- Born: 1851 Norfolk, Virginia, US
- Allegiance: United States
- Branch: United States Army
- Service years: 1875–1876
- Rank: Private
- Unit: Company E, 7th U.S. Infantry
- Conflicts: Indian Wars
- Awards: Medal of Honor

= Benjamin F. Stewart =

Benjamin F. Stewart (born 1851) was a private in the United States Army who received the Medal of Honor for his actions during the Indian Wars.

==Biography==
Benjamin Stewart was born in 1851 in Norfolk, Virginia, and enlisted in the Army from Newport, Kentucky, in May 1875. He served as a private in Company E, 7th U.S. Infantry during the American Indian Wars.
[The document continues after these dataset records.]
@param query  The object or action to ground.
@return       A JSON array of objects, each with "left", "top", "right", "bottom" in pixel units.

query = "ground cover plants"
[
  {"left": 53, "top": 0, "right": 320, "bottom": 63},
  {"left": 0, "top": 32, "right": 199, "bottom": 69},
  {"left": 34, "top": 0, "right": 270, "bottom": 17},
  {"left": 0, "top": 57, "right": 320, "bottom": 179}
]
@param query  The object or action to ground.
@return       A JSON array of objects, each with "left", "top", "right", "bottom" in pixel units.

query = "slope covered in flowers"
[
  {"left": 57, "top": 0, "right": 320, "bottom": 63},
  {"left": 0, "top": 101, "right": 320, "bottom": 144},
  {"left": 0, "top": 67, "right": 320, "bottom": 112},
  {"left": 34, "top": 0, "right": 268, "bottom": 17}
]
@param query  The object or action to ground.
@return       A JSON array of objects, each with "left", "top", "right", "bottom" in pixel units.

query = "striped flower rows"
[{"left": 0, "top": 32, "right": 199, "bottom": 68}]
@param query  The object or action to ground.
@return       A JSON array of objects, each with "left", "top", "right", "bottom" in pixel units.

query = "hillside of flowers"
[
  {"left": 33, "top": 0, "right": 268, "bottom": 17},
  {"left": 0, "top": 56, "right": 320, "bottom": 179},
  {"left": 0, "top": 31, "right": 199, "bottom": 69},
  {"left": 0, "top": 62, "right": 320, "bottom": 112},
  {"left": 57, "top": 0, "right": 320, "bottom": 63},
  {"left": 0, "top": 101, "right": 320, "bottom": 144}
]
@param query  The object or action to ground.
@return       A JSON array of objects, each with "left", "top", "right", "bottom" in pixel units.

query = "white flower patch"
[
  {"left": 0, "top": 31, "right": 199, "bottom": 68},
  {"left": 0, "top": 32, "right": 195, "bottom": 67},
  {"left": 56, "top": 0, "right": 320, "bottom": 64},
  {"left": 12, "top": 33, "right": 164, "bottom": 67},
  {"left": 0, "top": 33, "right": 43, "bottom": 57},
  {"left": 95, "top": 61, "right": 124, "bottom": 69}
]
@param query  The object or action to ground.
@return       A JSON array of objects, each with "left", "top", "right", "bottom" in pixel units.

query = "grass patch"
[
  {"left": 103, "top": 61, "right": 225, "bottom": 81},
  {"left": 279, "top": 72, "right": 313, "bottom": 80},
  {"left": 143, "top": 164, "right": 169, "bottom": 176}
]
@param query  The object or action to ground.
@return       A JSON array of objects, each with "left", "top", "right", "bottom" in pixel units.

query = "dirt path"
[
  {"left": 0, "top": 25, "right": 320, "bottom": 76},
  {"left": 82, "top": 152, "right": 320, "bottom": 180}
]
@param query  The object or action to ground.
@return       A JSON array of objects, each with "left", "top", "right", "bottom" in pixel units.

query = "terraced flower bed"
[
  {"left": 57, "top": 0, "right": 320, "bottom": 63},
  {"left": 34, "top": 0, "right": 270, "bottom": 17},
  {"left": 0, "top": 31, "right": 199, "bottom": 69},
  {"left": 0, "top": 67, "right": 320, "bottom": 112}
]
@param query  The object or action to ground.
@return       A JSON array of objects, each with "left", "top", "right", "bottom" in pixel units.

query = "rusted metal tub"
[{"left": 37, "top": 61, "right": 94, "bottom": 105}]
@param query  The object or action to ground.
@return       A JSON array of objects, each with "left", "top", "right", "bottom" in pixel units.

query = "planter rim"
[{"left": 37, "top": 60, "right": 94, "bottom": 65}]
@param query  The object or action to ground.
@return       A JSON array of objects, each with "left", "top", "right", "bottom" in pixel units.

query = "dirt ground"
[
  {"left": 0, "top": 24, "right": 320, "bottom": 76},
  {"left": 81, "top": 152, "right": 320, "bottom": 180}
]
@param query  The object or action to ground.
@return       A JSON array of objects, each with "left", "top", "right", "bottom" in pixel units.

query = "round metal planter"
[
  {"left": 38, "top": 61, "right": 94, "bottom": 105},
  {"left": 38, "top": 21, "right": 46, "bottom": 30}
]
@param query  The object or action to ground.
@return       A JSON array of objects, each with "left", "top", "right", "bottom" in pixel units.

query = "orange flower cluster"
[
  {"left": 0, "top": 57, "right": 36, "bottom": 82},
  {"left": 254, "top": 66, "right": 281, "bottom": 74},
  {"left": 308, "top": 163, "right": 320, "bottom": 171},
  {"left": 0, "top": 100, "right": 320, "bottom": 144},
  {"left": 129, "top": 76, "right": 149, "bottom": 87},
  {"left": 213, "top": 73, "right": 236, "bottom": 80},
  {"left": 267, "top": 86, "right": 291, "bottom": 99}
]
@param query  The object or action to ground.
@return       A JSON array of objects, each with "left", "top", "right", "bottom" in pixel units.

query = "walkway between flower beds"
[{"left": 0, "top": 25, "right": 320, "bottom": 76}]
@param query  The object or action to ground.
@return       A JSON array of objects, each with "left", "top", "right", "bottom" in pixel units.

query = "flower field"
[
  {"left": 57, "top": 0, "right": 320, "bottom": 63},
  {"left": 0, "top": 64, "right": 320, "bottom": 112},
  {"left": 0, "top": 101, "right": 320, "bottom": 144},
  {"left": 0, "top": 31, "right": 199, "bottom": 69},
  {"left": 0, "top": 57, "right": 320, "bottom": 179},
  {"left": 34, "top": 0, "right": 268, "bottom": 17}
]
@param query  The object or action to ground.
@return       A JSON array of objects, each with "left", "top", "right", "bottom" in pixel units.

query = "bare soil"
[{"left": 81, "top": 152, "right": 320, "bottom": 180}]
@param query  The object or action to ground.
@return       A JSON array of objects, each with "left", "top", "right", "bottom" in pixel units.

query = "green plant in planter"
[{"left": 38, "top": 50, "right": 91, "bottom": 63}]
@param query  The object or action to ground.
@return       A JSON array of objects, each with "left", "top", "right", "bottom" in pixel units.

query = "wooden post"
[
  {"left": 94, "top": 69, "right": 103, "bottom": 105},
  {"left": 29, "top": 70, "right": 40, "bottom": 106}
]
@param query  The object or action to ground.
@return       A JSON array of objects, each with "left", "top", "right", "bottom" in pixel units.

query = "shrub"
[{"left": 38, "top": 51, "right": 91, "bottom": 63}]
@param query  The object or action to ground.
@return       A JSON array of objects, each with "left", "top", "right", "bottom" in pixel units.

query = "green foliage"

He received the Medal of Honor on December 2, 1876, for his actions at Little Big Horn River, Montana, on July 9, 1876. He was discharged due to physical disability later that month.

==Medal of Honor==
Rank and organization: Private, Company E, 7th U.S. Infantry. Place and date: At Big Horn River, Mont., 9 July 1876. Entered service at: ------. Birth: Norfolk, Va. Date of issue: 2 December 1876.

Citation:

Carried dispatches to Gen. Crook at imminent risk of his life.